Step 4: View the Scaling Operation

Having analyzed the original pods in the sample hamster application and determined that the CPU and memory reservations are inadequate, the Vertical Pod Autoscaler (specifically the Updater) relaunches the pods with different values as proposed by the Recommender. Note that the Vertical Pod Autoscaler does not modify the template in the deployment, but updates the actual requests of the pods.

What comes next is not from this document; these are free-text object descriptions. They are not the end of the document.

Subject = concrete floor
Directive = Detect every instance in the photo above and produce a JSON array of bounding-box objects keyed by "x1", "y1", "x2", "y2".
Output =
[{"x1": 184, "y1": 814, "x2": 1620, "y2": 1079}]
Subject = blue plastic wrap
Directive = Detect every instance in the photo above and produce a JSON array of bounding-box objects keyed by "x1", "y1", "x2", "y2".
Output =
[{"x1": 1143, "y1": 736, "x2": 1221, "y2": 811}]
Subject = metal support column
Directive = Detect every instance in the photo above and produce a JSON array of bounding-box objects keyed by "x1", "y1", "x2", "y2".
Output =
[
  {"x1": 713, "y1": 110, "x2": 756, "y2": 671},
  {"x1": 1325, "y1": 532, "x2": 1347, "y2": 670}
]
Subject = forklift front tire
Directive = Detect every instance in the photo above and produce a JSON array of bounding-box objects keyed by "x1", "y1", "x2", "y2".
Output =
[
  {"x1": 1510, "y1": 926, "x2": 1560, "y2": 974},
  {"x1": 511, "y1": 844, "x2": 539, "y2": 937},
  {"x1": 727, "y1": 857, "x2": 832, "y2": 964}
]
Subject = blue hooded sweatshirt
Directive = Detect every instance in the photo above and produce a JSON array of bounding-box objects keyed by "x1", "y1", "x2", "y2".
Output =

  1. Monitor the pods in the sample hamster application, and wait for the Updater to start a new hamster pod with a new name, by entering:
    kubectl get --watch pods -l app=hamster
  2. When you see that a new hamster pod has started, view its CPU and memory reservations using the kubectl describe pod command and the pod's name. For example:
    kubectl describe pod hamster-7cbfd64f57-wmg4

    In the requests section of the output, you can see the new pod's CPU and memory reservations:

        Requests:
          cpu:        587m
          memory:     262144k

    In the above example, notice that the CPU reservation has increased to 587 millicores and the memory reservation has increased to 262,144 Kilobytes. The original pod was under-resourced and the Vertical Pod Autoscaler has corrected the original reservations with more appropriate values. Note that you might see different CPU and memory reservations.

Step 5: View the Recommendation

View the recommendations made by the Vertical Pod Autoscaler (specifically, by the Recommender) by entering:

kubectl describe vpa/hamster-vpa

The output from the above command shows the recommendations:

Name:         hamster-vpa
Namespace:    default
Labels:       <none>
Annotations:  kubectl.kubernetes.io/last-applied-configuration:
                {"apiVersion":"autoscaling.k8s.io/v1beta2","kind":"VerticalPodAutoscaler","metadata":{"annotations":{},"name":"hamster-vpa","namespace":"d...
API Version:  autoscaling.k8s.io/v1
Kind:         VerticalPodAutoscaler
Metadata:
  Creation Timestamp:  2020-09-22T18:08:09Z
  Generation:          27
  Resource Version:    19466955
  Self Link:           /apis/autoscaling.k8s.io/v1/namespaces/default/verticalpodautoscalers/hamster-vpa
  UID:                 689cee90-6fed-404d-adf9-b6fa8c1da660
Spec:
  Resource Policy:
    Container Policies:
      Container Name:  *
      Controlled Resources:
        cpu
        memory
      Max Allowed:
        Cpu:     1
        Memory:  500Mi
      Min Allowed:
        Cpu:     100m
        Memory:  50Mi
  Target Ref:
    API Version:  apps/v1
    Kind:         Deployment
    Name:         hamster
  Update Policy:
    Update Mode:  Auto
Status:
  Conditions:
    Last Transition Time:  2020-09-22T18:10:10Z
    Status:                True
    Type:                  RecommendationProvided
  Recommendation:
    Container Recommendations:
      Container Name:  hamster
      Lower Bound:
        Cpu:     519m
        Memory:  262144k
      Target:
        Cpu:     587m
        Memory:  262144k
      Uncapped Target:
        Cpu:     587m
        Memory:  262144k
      Upper Bound:
        Cpu:     1
        Memory:  500Mi
Events:          <none>

Note that you might see different recommendations.

Step 6: Clean Up

  1. Remove the sample application by entering:
    kubectl delete -f examples/hamster.yaml
  2. In the vertical-pod-autoscaler directory, delete the Vertical Pod Autoscaler deployment by entering:

    ./hack/vpa-down.sh